Two sides of the argument

On the surface, the bill enjoys almost universal support. Prime Minister Narendra Modi “This moment stands above any party or individual,” wrote a letter to all party leaders in both houses seeking their support for the implementation of the Women’s Reservation Bill. But the agreement on destination did not create an agreement on the route and objections were raised by the opposition.Senior Congress leader Sonia Gandhi criticized the government’s approach, noting that no draft amendment had been shared with opposition parties. Congress president Mallikarjun Kharge Writing directly to the Prime Minister, he argued that without details of boundaries and other aspects, it was impossible to have any meaningful discussion on this historic law and called for a special meeting without taking the opposition into confidence. Time compounds these concerns. The session has been called during the ongoing state elections, with opposition MPs torn between campaigning and parliamentary appearances as voting closes on April 29, 2026. Mallikarjun Kharge suggested that if the government really wanted to move forward cooperatively, an all-party meeting should be called after those elections were over.A democratic mathematical problemThere is one final lens through which this bill is worth examining: the sheer arithmetic of representation.About 48.5 percent of India’s population is women. Men average about 51.5 percent. The bill’s 33 percent reservation for women is significantly less than proportional representation. Critics argue that the bill, while a step forward, does not reflect the true demographic weight of women in India’s democracy. Defenders of the 33 percent figure point out that it matches benchmarks already established in panchayats and municipalities and represents a realistic floor rather than an aspirational ceiling. Reservation would be provided for 15 years, though it would continue till a date fixed by an Act enacted by Parliament, and the reserved seats for women would be rotated after each limitation. The rotation mechanism means that no constituencies are permanently designated as women’s seats, an attempt to prevent a permanent restriction of voter choice in any one constituency.

where it stands

What began as a legislative demand in 1996 has, thirty years later, turned into a constitutional amendment seeking implementation.

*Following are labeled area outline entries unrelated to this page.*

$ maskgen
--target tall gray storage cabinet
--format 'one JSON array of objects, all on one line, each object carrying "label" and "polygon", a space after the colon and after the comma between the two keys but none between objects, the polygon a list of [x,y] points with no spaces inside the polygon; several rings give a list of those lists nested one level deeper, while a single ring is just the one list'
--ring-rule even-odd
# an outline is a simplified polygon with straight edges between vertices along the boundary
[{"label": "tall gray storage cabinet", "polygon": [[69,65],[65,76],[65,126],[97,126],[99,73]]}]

The special session will determine whether Parliament can find a political consensus to finally close the gap before the 2029 elections.The bill itself, in spirit, has no credible opposition. According to political analysts, the question is whether the opposition will be able to vote against the bill during the election season, as it could affect their electoral standing in the upcoming assembly elections in West Bengal and Tamil Nadu. In the present political scenario of India, no party is willing to vote against women representation.All arguments about seats and states and census data are factual. But underneath it all, women have long been left out of the decision-making room in their lives. What about this bill.